Remains of ankylosaurs, a popular family of heavily armoured dinosaurs, occur in sedimentary sequences that range in age from early Jurassic to the close of the Cretaceous. Their defences seem almost impregnable, being constructed of thick, fused scales, often bearing formidable spines, which covered them completely. They bore a crude resemblance to modern armadillos apart from the fact that they were unable to roll-up defensively. In some species the rigid tail bears a large, knob of scale tissue. At up to 3 m long, were the tail to be swung it would have packed bone-cracking momentum. Interestingly, to a poorly sighted predator the club may have been mistaken for the animal’s head at the end of a long neck, so perhaps it lured a potential assailant within range of its devastating power. The largest ankylosaur, from the Cretaceous of western Canada, was the size of a small bus, up to 8m long, 1.5 m wide, standing 1.7 m high and weighing in at around 5 to 8 t. Such dimensions would have made it almost impossible to be bitten, even by the largest predatory dinosaurs, and difficult to turn over. Their teeth show that ankylosaurs were herbivorous, and their somewhat bulbous bodies almost certainly contained a massive digestion system.
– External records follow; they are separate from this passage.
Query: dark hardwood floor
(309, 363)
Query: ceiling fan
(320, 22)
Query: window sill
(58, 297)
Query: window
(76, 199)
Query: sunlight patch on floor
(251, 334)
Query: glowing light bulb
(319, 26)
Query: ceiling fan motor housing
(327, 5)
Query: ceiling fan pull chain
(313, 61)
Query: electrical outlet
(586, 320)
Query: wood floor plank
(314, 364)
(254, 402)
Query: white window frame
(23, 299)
Polski: JuraPark Bałtów - Park Dinozaurów - An...
Recfonstruction of Ankylosaurus at the JuraPark Bałtówin Poland (credit: Wikipedia)

The mystery lies in the fact that most ankylosaur fossils are found lying on their backs. Early dinosaur aficionados suggested a tendency for the lumbering beasts to tumble down slopes and become stranded on their backs, so to die miserably. Such clumsiness is hardly a positive characteristic of evolutionary fitness for such a long-lived group, and, besides, the sedimentary formations in which they are found indicate very gentle slopes. So, were they flipped by dextrous predators, as imagined in some early films purporting to look to the distant past? Probably not, for most well preserved fossils show no sign of bites or gnawing. From a study of 36 late-Cretaceous ankylosaurs from Alberta four Canadian and US palaeontologists (Mallon, J.C. et al. 2018. A “bloat-and-float” taphonomic model best explains the upside-down preservation of ankylosaurs. Palaeogeography, Palaeoclimatology, Palaeoecology, v. 497, p. 117-127; doi:10.1016/j.palaeo.2018.02.010 support the idea of their carcases or even living animals having been picked up by flood waters when their high centre of gravity would have flipped them upside down. Bloating through decay might then allow them to be transported large distances. Unsurprisingly, their conclusions rest on model simulations.